PDC API Documentation

Explore the Pentaho Data Catalog (PDC) API, its capabilities, endpoint groups, and key use cases for developers, admins, stewards, and analysts.

Overview

The Pentaho Data Catalog API provides programmatic access to all major capabilities of the catalog. It enable developers, administrators, and data stewards to integrate catalog functions into applications, scripts, or automation pipelines without relying solely on the Data Catalog user interface.

Data Catalog API is designed with a RESTful architecture, uses JSON for request and response bodies, and secures access using OAuth2 bearer tokens. All endpoints are exposed through a consistent and versioned URL structure.

Capabilities

Data Catalog API exposes a wide range of endpoints that mirror the functionality available in the Pentaho Data Catalog user interface. By calling these endpoints, you can automate catalog operations, integrate metadata into external systems, and embed discovery and governance features directly into your applications. Using the PDC API, you can:

  • Check system health Verify that your PDC instance is running and accessible.
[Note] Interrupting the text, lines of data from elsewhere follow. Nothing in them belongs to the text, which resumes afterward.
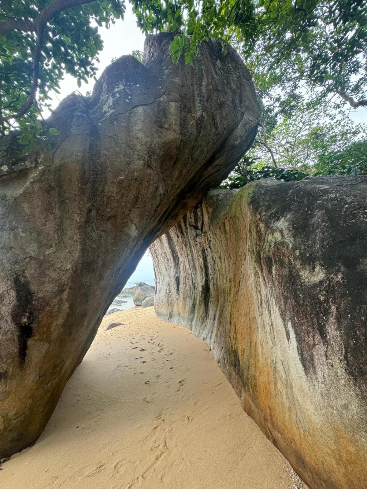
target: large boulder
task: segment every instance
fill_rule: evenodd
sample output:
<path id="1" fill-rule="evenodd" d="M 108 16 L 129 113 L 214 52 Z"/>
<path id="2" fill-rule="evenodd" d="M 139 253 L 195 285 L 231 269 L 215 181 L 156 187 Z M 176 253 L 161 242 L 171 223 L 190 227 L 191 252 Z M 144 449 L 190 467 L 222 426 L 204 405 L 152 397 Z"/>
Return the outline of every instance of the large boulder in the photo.
<path id="1" fill-rule="evenodd" d="M 34 442 L 147 247 L 230 171 L 259 110 L 234 50 L 173 36 L 123 56 L 46 123 L 53 147 L 0 141 L 0 459 Z"/>
<path id="2" fill-rule="evenodd" d="M 150 247 L 159 317 L 211 347 L 312 489 L 367 487 L 367 176 L 210 191 Z"/>
<path id="3" fill-rule="evenodd" d="M 132 297 L 134 295 L 134 289 L 135 289 L 135 286 L 134 286 L 133 287 L 129 287 L 128 289 L 123 289 L 117 297 Z"/>
<path id="4" fill-rule="evenodd" d="M 152 307 L 154 305 L 154 296 L 148 295 L 145 297 L 141 303 L 141 307 L 143 309 L 145 307 Z"/>
<path id="5" fill-rule="evenodd" d="M 135 284 L 133 300 L 136 306 L 141 306 L 145 297 L 154 295 L 156 289 L 154 285 L 148 285 L 144 282 L 138 282 Z"/>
  • Authenticate and authorize Obtain a JWT bearer token to securely access all other endpoints.

  • Search assets Query datasets, entities, and collections using search terms, filters, and facets.

  • Manage data sources Create, retrieve, and manage data source connections.

  • Work with entities Get metadata, update attributes, filter entities, and retrieve profiling information.

  • Run and monitor jobs Trigger profiling, ingestion, or other background tasks and monitor their progress.

  • Manage datasets and collections Create, update, and organize datasets, collections, categories, and groups.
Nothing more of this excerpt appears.